Dividends may be paid in cash, in property, or in shares of the capital stock or
other securities.

         Section 2. Reserves. Before payment of any dividend, there may be set
aside out of any funds of the corporation available for dividends such sum or
sums as the board of directors from time to time, in their absolute discretion,
thinks proper as a reserve or reserves to meet contingencies, or for equalizing
dividends, or for repairing or maintaining any property of the corporation, or
for such other purpose as the board of directors shall think conducive to the
interest of the corporation, and the board of directors may modify or abolish
any such reserve in the manner in which it was created.

         Section 3. Annual Statement. The board of directors shall present at
each annual meeting, and at any special meeting of the stockholders when called
for by vote of the stockholders, a full and clear statement of the business and
condition of the corporation.

         Section 4. Checks. All checks or demands for money and promissory notes
of the corporation shall be signed by such officer or officers or such other
person or persons as the board of directors may from time to time prescribe.

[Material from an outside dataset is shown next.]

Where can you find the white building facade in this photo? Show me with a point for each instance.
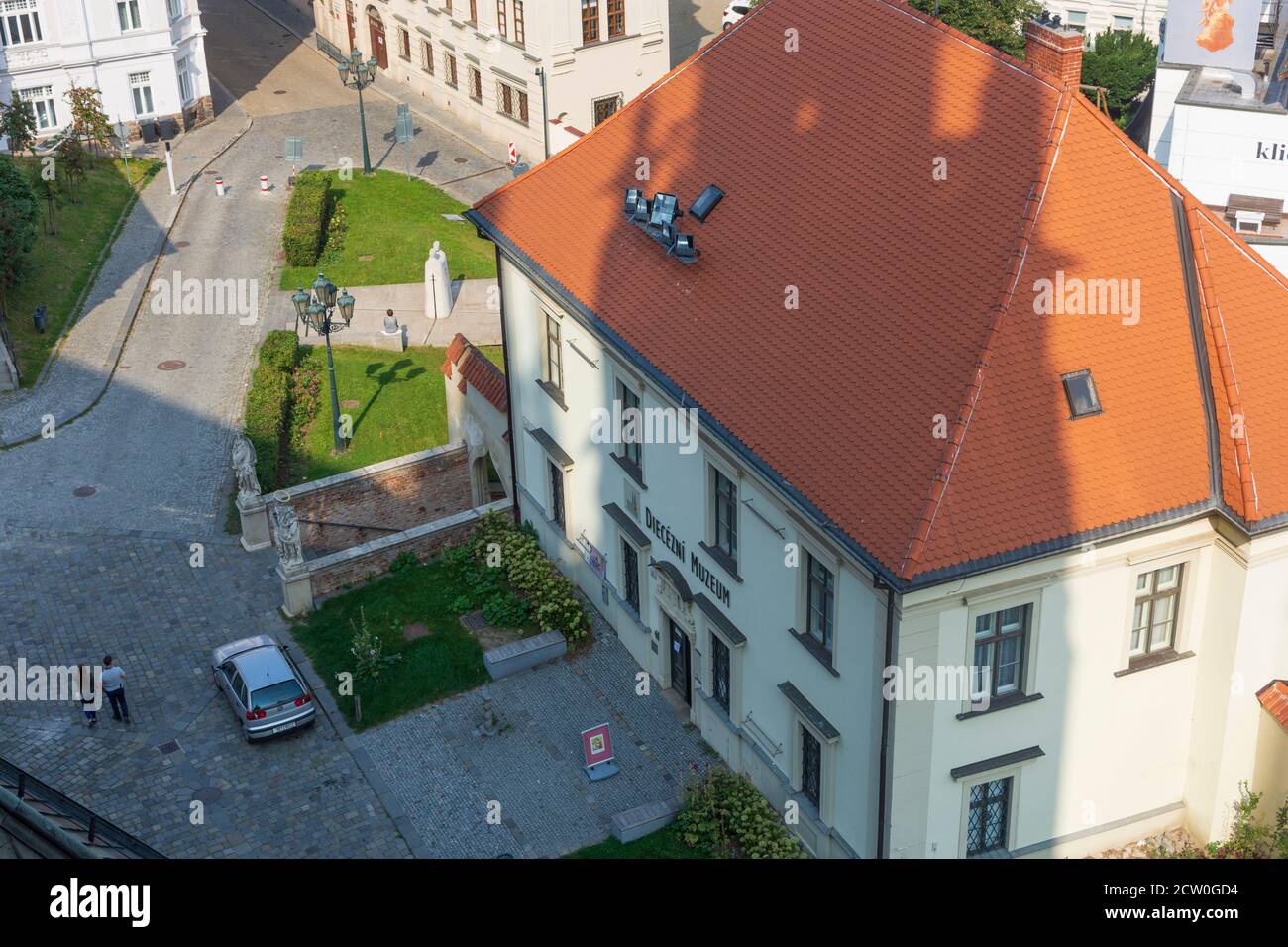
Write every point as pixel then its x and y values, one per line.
pixel 480 59
pixel 146 56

         Section 5. Corporate Contracts and Instruments. The president, any vice
president, the secretary or the treasurer may enter into contracts and execute
instruments on behalf of the corporation. The board of directors, the president
or any vice president may authorize any officer or officers, and any employee or
employees or agent or agents of the corporate or any of its subsidiaries, to
enter into any contract or execute any instrument in the name of and on behalf
of the corporation, and such authority may be general or confined to specific
instances.

         Section 6. Fiscal Year. The fiscal year of the corporation shall end
December 31 of each year, unless subsequently redetermined by the board of
directors.

         Section 7. Corporate Seal. The corporate seal shall have inscribed
thereon the name of the corporation, the year of its organization, and the word
"Delaware." The seal may be used by causing it or a facsimile thereof to be
impressed, affixed, reproduced or otherwise.


                                      -15-
<PAGE>   19

         Section 8. Certificate of Incorporation. These bylaws are subject to
the terms of the certificate of incorporation of the corporation.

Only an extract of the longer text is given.